One thing- I’d DEFINITELY look for either saltines or corn chips (like Fritos or tortilla chips) instead of oyster crackers. I’ve almost never seen those served with chili. 🤷🏾‍♂️
 

That looks like a solid core of a chili recipe. You could easily customize that with your own secret/alternative ingredients. These days, my chilis often include some chunks of chuck and a variety of fresh and smoked, dried chili peppers. I know some people include a splash of beer.

One thing- I’d DEFINITELY look for either saltines or corn chips (like Fritos or tortilla chips) instead of oyster crackers. I’ve almost never seen those served with chili. 🤷🏾‍♂️
I agree. My own chili recipes contain two bottles of beer, a wide selection of dried chiles, a couple of weird ingredients, and at least four pounds of meat. I haven't made chili in years, it feels like, though.

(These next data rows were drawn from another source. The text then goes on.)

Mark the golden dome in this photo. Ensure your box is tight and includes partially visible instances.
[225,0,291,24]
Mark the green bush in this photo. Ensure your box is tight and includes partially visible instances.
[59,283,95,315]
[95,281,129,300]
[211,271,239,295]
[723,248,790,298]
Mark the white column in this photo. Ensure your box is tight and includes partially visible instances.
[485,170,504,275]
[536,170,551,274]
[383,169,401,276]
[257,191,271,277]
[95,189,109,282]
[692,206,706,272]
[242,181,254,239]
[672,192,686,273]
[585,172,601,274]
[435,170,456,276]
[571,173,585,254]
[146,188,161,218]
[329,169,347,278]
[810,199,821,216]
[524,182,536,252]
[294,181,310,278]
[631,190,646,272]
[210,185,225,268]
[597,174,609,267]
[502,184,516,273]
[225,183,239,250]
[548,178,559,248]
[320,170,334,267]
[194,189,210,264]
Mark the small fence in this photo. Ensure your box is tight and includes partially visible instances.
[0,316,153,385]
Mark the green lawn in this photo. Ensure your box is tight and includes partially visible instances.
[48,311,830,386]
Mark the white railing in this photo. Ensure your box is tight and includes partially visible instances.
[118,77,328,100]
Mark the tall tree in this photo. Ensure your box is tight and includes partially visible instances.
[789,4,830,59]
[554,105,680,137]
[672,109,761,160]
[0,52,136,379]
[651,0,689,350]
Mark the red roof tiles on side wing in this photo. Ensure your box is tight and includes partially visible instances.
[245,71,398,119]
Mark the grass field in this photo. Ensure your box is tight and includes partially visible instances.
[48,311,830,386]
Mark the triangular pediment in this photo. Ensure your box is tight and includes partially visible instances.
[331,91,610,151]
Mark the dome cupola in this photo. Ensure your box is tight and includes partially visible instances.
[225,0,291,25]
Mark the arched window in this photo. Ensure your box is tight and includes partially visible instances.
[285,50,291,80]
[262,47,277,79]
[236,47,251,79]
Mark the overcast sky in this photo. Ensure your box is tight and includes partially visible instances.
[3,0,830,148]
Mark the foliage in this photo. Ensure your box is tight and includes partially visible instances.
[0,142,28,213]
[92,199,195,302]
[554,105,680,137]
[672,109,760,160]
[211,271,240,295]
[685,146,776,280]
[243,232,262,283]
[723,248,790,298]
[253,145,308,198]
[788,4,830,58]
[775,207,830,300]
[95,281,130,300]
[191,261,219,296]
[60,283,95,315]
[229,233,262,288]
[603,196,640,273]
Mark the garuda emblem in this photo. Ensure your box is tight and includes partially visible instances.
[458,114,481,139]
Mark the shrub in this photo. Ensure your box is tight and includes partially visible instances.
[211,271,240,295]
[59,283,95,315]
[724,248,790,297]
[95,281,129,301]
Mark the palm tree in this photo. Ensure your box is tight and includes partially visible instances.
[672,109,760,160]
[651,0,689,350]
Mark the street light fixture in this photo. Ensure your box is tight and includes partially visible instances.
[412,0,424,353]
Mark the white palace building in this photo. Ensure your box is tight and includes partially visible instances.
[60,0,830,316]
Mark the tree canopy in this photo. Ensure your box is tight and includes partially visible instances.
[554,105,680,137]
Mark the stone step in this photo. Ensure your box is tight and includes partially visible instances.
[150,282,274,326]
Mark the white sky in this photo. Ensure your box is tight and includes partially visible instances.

EDIT: We've also taken to serving Fritos or something similar alongside, instead of crackers.
 

I think that recipe is probably a little fiddly, with too many ingredients that don't do much.

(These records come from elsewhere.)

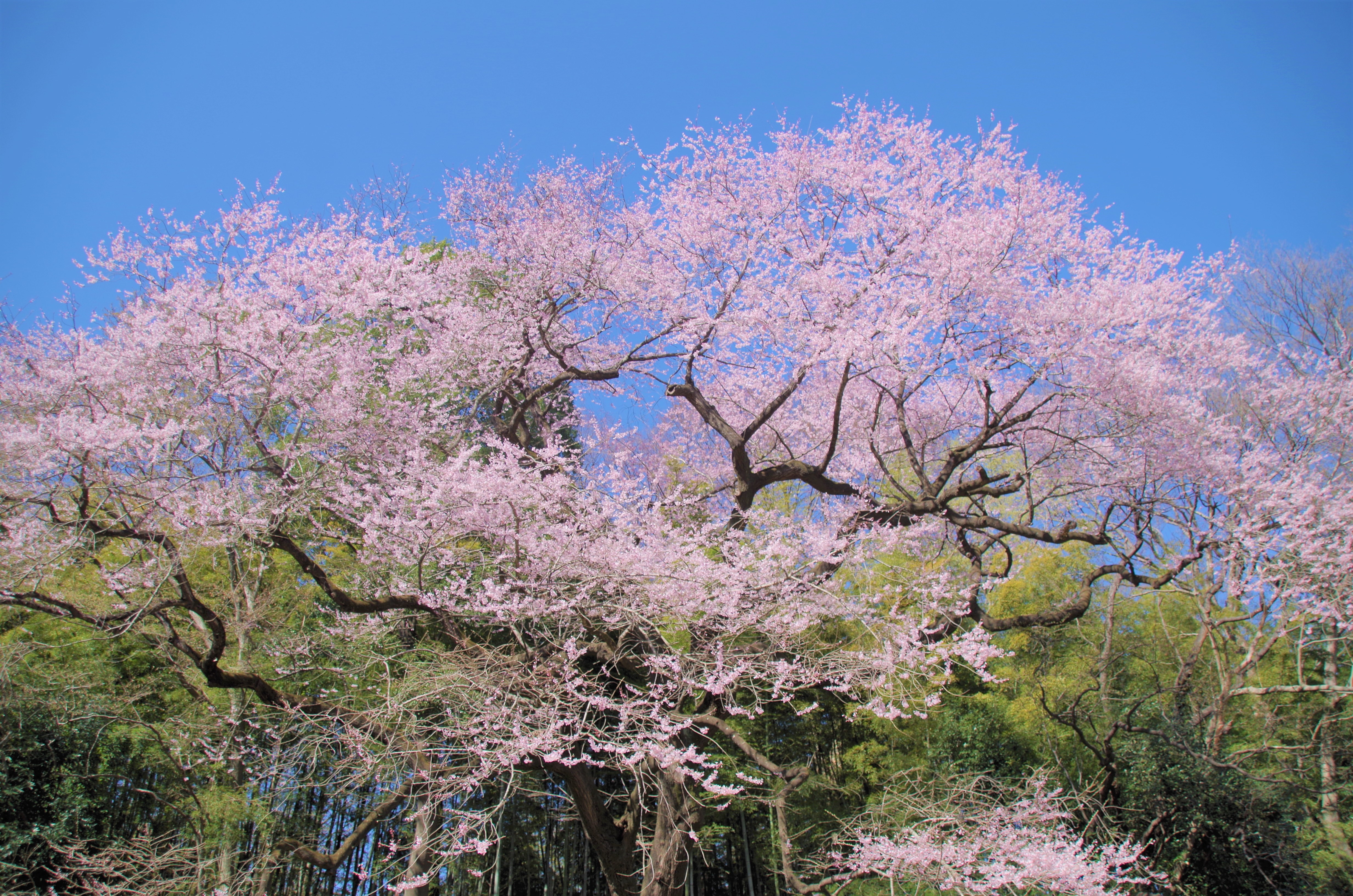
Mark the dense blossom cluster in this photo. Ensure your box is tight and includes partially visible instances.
[0,107,1353,896]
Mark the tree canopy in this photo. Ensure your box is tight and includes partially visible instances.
[0,104,1353,896]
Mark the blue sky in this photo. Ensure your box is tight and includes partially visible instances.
[0,0,1353,322]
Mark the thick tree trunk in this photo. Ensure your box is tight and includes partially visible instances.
[641,771,701,896]
[1321,639,1353,877]
[545,765,643,896]
[404,796,441,896]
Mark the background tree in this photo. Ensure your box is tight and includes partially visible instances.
[0,106,1353,896]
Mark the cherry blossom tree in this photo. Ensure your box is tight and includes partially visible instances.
[0,104,1353,896]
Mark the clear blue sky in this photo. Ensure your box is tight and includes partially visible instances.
[0,0,1353,321]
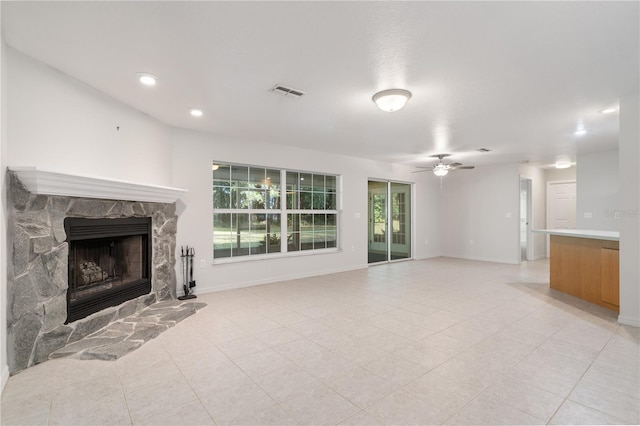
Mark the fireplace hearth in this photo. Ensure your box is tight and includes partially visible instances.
[64,217,151,324]
[7,169,185,374]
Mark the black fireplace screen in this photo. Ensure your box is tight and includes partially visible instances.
[65,218,151,323]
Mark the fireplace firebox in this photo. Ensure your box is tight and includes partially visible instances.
[64,217,151,324]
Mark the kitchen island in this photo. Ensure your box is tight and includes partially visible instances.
[533,229,620,312]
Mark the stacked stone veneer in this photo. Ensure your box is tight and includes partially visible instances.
[7,172,177,374]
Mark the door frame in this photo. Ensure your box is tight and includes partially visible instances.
[518,175,533,262]
[545,179,578,258]
[367,178,415,266]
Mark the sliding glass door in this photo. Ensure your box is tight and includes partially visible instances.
[368,181,411,263]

I would check the International Chili Society (the rival chili contest organization to Terlingua), which used to have a bunch of champion recipes posted there. I developed my recipe (also a championship recipe, although not the ICS or Terlingua) after looking at those and figuring out what I wanted to include and what I didn't.

In general, I think chili recipes succeed with fewer ingredients, rather than more, so that the flavors you typically want -- cumin and chili powder -- are front and center.
 


I think that recipe is probably a little fiddly, with too many ingredients that don't do much.
MSG, MSG, and more MSG! 😄

I would check the International Chili Society (the rival chili contest organization to Terlingua), which used to have a bunch of champion recipes posted there. I developed my recipe (also a championship recipe, although not the ICS or Terlingua) after looking at those and figuring out what I wanted to include and what I didn't.
Never heard of it, but certainly will! I don't think I've ever cooked the same chili recipe twice. So much fun to hop around and try new ones. Even... Cincinnati variants!

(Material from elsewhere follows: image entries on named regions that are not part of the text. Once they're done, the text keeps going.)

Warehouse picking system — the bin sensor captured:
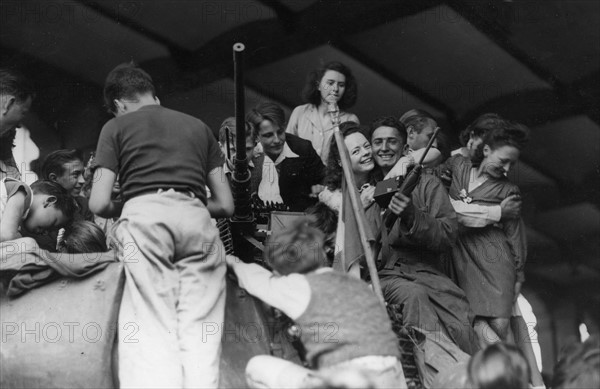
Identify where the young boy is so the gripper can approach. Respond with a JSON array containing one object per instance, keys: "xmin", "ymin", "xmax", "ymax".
[
  {"xmin": 0, "ymin": 178, "xmax": 76, "ymax": 242},
  {"xmin": 227, "ymin": 218, "xmax": 406, "ymax": 388},
  {"xmin": 90, "ymin": 64, "xmax": 233, "ymax": 388}
]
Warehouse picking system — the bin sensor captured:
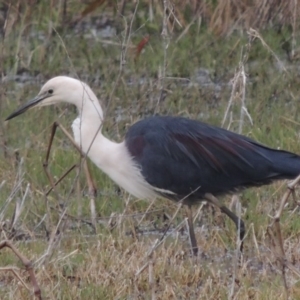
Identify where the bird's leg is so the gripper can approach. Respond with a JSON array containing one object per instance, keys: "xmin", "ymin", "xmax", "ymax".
[
  {"xmin": 204, "ymin": 194, "xmax": 245, "ymax": 252},
  {"xmin": 44, "ymin": 122, "xmax": 97, "ymax": 228},
  {"xmin": 187, "ymin": 205, "xmax": 198, "ymax": 256}
]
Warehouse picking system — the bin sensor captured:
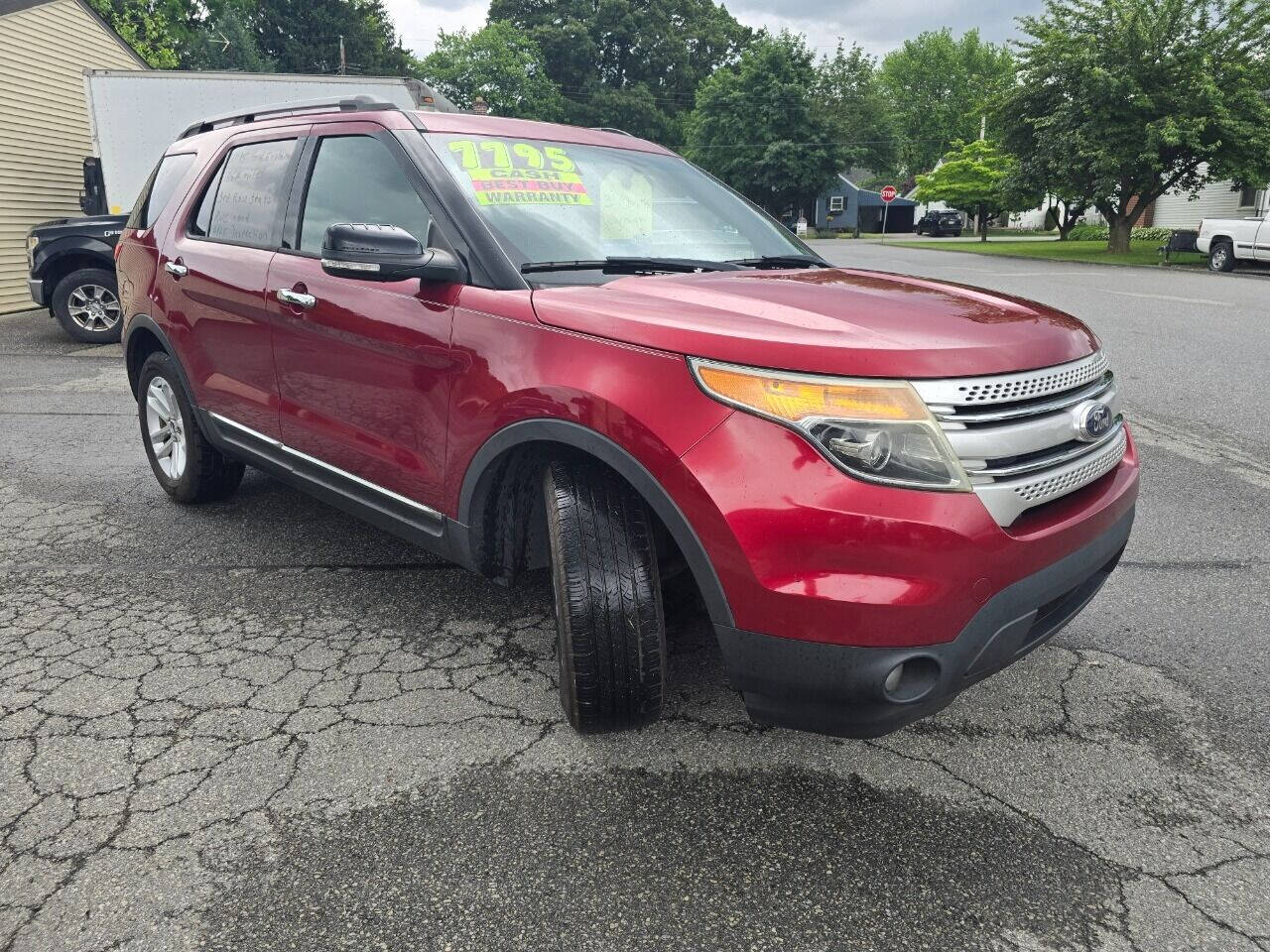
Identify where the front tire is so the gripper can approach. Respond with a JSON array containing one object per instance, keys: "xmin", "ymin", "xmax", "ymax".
[
  {"xmin": 49, "ymin": 268, "xmax": 123, "ymax": 344},
  {"xmin": 1207, "ymin": 241, "xmax": 1234, "ymax": 274},
  {"xmin": 137, "ymin": 350, "xmax": 246, "ymax": 503},
  {"xmin": 543, "ymin": 462, "xmax": 666, "ymax": 733}
]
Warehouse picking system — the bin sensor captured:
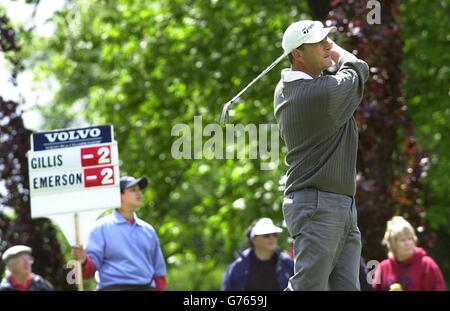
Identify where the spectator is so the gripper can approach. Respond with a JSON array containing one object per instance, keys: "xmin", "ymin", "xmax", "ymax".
[
  {"xmin": 0, "ymin": 245, "xmax": 53, "ymax": 292},
  {"xmin": 222, "ymin": 218, "xmax": 294, "ymax": 291},
  {"xmin": 372, "ymin": 216, "xmax": 446, "ymax": 291},
  {"xmin": 72, "ymin": 176, "xmax": 166, "ymax": 291}
]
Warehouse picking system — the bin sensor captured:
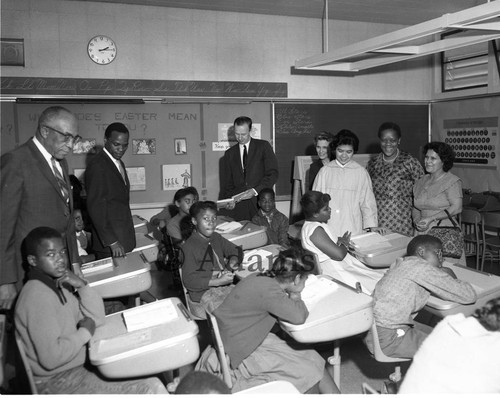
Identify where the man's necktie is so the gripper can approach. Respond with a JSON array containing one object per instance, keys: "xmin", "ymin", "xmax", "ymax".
[
  {"xmin": 50, "ymin": 158, "xmax": 70, "ymax": 203},
  {"xmin": 118, "ymin": 160, "xmax": 127, "ymax": 184},
  {"xmin": 243, "ymin": 145, "xmax": 248, "ymax": 177}
]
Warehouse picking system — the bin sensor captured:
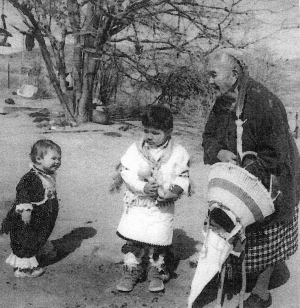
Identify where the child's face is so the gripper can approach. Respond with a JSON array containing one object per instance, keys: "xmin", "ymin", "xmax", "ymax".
[
  {"xmin": 144, "ymin": 127, "xmax": 172, "ymax": 148},
  {"xmin": 36, "ymin": 149, "xmax": 61, "ymax": 173}
]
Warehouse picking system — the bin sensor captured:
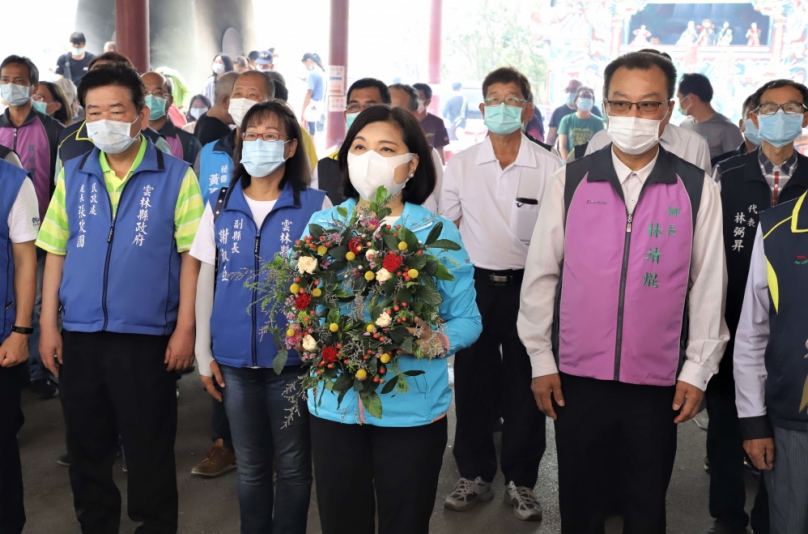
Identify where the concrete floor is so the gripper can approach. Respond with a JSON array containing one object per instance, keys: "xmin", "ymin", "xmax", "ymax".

Oooh... for others that are interested, these look amazing:
 

I think this is the recipe I used as my starting point for my competition chili recipe: Title Page

I got rid of the hot sauce (pointless in those quantities, IMO), added two other ingredients and tweaked the quantities of a lot of the other ingredients.

I belatedly came around to using Gebhardt's after I stopped competing and can certainly see why so many chili chefs prefer it. It's very, very good and a huge step up from what one might get from McCormick's, etc.

Also, if you are trying to do competition chili, note that the timing of some of these ingredients is very important, especially when you add salt and in what quantities. A lot of competitors do the somewhat dirty trick of salting with a lot of extra salt immediately before the judges get it, so the flavor is intense, making the other competitors' chili taste bland in comparison.